原作は昔読んだ気もするけどよく覚えていない。本作は理解しやすいし、キリスト教の信仰についての考え方も納得できる。そして、映画作品としてもよくできている。

カソリックが世俗宗教で、西洋が世界を侵略する際の情報機関の役も結果的に果たしたことについては、特に異論はないだろう。この物語に登場する若い司祭は、まさにその先兵の一人だ。

子どもの頃からカソリックの世界・体系の中にどっぷり浸かって成長したから、世の中にはいろいろな考え方があることが、当初は理解できない。また、キリスト教世界の秩序を重んじ広めることを信仰だと勘違いして、頑なに思い込んでいる。

それが、遠く東の果ての国、キリストの威光など通じない世界にやってきて、信仰とは実は自己の内面のことであって、言葉や儀式ではなく、日常の行いの中にあることがわかってくる。いわば、本物の信仰に目覚めるわけだ。

日本の為政者から見れば、当初の司祭の態度は、西洋世界の秩序を日本に持ち込み、日本の現時点の秩序である幕藩体制に公然と異を唱えかねない危険な存在と映る。普段は温和なイノウエサマが、「クリスチャニティを理解していない」という司祭の反論を聞いて激怒したのは、そこに権力にたてつく気概と、拠り所としてのキリスト教を感じ取ったからだろう。それこそが、幕府が根絶やしにしようとしたものなのだから。

司祭が、表向きキリスト教的な諸々を捨てて、ただ己の内面に信仰を見出す分にはかまわない。現世利益を捨てさえすれば、内面には干渉しない。そういう枠組みを、イノウエサマ、ひいては幕府の側は繰り返し提示する。司祭は最後に、その枠組みに落ち着くことになる。

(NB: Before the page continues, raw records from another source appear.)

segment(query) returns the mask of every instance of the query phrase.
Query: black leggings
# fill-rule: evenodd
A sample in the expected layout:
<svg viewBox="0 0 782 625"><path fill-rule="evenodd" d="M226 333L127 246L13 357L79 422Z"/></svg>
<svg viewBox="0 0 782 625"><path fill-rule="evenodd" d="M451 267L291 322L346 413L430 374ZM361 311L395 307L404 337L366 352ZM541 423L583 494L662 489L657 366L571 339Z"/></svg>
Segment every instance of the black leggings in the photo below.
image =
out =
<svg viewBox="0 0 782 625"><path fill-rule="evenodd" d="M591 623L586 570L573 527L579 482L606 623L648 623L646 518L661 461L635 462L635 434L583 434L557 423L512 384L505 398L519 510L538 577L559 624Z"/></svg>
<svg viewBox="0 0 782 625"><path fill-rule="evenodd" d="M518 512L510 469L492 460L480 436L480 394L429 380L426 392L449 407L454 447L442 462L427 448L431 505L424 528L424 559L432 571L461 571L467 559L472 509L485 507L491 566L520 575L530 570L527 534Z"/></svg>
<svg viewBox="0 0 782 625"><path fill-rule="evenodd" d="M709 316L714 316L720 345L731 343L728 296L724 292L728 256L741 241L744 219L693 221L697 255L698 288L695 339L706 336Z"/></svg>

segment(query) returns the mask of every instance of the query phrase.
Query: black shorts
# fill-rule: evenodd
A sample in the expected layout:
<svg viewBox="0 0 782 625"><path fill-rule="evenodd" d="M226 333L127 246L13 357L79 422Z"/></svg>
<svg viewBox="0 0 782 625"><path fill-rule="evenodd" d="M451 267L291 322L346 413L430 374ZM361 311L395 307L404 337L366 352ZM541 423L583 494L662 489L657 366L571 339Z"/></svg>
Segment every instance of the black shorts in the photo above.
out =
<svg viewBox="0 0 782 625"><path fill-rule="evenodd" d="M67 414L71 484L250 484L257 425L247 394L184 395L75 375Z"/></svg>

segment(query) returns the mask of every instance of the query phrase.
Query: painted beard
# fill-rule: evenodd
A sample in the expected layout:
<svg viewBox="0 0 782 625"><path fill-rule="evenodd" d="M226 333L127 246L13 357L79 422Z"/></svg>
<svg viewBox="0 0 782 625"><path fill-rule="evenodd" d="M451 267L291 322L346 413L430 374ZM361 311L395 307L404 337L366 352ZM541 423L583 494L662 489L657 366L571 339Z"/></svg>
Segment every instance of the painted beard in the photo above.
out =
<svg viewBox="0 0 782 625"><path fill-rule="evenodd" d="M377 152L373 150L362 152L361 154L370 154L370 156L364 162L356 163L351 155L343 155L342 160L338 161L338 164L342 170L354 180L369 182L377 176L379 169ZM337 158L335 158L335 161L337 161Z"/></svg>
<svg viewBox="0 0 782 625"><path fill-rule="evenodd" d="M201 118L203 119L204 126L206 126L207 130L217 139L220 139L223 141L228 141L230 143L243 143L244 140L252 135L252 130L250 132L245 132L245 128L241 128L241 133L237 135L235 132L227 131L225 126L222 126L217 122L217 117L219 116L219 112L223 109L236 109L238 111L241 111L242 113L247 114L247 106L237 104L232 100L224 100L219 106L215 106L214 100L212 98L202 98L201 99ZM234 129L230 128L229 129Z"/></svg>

考えてみると、カソリックというのは矛盾に満ちている。聖書には「カエサルのものはカエサルに」という賢者の言葉があったはずだが、それをすっかり無視している。「右の頬を打たれたれば・・」も同様だ。ローマの国教になった以上は必然といえばそうなのだが。

一方、イノウエサマの方も、司祭をころばせるために、本人ではなく本人が護ろうとする無力な人々を責め苛むのは、いまの感覚では言語道断の卑劣漢だが、まあそういう時代だったということなのだろう。先人の努力のおかげで、いまの我々がどんなに安楽な生き方ができているか、知るよすがにはなる。

スコセッシ監督は、一応キリスト教世界の人だから、世俗宗教の暗い部分もよく知っているのだろう。それに加えて、日本人についてもずいぶん正しく理解しているように見える。

かなり評価の高い作品としてよいと思う。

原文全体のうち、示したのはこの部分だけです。